Author Topic: Issues opening PDF files above 800 MB (Read 3555 times)

bruce.mchendry · « **on:** December 03, 2015, 10:37:08 AM »

Hi,
We are still on MP ver 9.0.0.3 and due to varied input streams we use the "generic" PDF indexer. We have an issue with files opening that are over 800 MB in size. I do have a PMR running on this but I'm thinking about exploring a couple different angles. Using the desktop client the large files give an error that simple says
"Connection Can Not Be Established with xxxx Server". If we try in ICN it generates an error " File Does Not Begin with "%PDF-\" Local\EWH-10048-0". Interestingly this all pertains to PDF files and if I grab the PDF manually it opens fine in Adobe Reader ( and we are set up for it to do this in ICN )
Yesterday I had a user contact me that while using the desktop thick client opening a large PDF he got an OnDemand error " \plugins\ARSPDF.API could not be loaded" Now what did get my interest is that this user, and others, have both Adobe Reader and Acrobat Pro on their machines and for security reasons Pro just got updated to ver 11 (XI) which includes Distiller XI.
I'm wondering if anyone else has seen these error's or has had any experience with issues with users who have Adobe Reader and Acrobat Pro installed ? It's a long shot but I know we've seen issues on the past with PDF's and users who have both. I'm working with the desktop team to see if this is consistent with all the users who access these large PDF's or it's a coincidence. Appreciate any guidance or suggestions.
Cheers,
Bruce

Alessandro Perucchi · « **Reply #1 on:** December 03, 2015, 08:52:09 PM »

Hello,

I don't know if the problem is more on the server side, or the client side.
When you said that you could see the PDF document after getting it. How did you get this PDF? In CMOD? If yes, how did you extract it? Via CMOD Windows Client or with "arsdoc get" ?? Or via another method?
If not from CMOD, it means that you still have the original file.

If the "arsdoc get" command was used to retrieve the document, then the document is "valid" in CMOD, and then the problem is more in the client side.
If the document is not valid with "arsload get", then the problem is probably with the server side.

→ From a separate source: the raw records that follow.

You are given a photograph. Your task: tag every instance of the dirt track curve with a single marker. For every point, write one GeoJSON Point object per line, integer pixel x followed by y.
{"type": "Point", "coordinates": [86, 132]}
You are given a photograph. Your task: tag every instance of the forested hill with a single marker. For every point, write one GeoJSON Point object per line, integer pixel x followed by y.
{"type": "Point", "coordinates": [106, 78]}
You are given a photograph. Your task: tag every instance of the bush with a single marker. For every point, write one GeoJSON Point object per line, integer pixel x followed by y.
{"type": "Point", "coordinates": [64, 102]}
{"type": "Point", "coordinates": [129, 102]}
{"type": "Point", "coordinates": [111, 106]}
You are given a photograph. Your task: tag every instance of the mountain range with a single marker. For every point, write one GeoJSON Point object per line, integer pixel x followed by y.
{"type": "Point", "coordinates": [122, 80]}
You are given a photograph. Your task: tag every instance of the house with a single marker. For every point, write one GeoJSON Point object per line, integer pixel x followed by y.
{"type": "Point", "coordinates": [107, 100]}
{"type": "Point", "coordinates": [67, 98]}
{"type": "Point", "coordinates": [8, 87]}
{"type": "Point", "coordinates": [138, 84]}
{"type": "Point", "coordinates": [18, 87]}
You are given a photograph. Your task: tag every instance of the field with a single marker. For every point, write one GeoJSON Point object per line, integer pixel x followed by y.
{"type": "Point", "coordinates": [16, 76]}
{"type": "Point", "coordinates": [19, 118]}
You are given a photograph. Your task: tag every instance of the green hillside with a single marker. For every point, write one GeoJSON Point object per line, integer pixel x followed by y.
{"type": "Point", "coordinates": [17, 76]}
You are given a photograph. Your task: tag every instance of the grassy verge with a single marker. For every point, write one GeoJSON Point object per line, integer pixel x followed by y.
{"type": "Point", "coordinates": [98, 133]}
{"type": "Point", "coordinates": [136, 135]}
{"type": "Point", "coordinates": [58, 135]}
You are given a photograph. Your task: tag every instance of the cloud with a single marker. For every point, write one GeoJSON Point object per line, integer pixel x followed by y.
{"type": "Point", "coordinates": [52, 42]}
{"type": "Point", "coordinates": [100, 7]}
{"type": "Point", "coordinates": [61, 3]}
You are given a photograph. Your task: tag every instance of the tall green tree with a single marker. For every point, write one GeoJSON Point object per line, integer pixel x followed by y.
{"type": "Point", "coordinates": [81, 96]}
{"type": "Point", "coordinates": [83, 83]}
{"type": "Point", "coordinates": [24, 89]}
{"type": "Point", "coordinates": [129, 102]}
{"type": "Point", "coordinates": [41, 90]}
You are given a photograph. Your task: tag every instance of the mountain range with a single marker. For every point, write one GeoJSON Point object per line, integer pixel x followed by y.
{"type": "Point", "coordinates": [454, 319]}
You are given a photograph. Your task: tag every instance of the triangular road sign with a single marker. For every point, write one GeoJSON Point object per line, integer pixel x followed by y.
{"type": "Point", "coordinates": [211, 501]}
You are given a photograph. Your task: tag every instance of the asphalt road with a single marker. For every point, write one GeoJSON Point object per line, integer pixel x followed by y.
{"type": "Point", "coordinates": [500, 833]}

I've checked the corrections done in the client / server / ODWEK since V9.0.0.3, and I have found that:

Server side corrections: (source http://www-01.ibm.com/support/docview.wss?uid=swg27046038&aid=1)
PI07517 - PDF INDEXER AND ARSPDOCI ABEND
PI10297 - Arsload can crash when indexing PDF files larger than 150MB
PI38617 - Error Code 536936462 when running PDF Indexer

ODWEK (for ICN) (source http://www-01.ibm.com/support/docview.wss?uid=swg27046038&aid=3)
I have found nothing relevant here...

Windows Client side (source for V9.0.0.4 and V9.5.0.0 http://www-01.ibm.com/support/docview.wss?uid=swg27044156&aid=5)
I have found nothing relevant here....

Windows Client side (source for V9.5.0.3 http://www-01.ibm.com/support/docview.wss?uid=swg27046127&aid=3)
I have found nothing relevant here....

From what I can see, there are only corrections on the server side for the PDF Indexer.
Is this related to your problem, I have no idea, maybe it is not.
And maybe the problem is more in the client side.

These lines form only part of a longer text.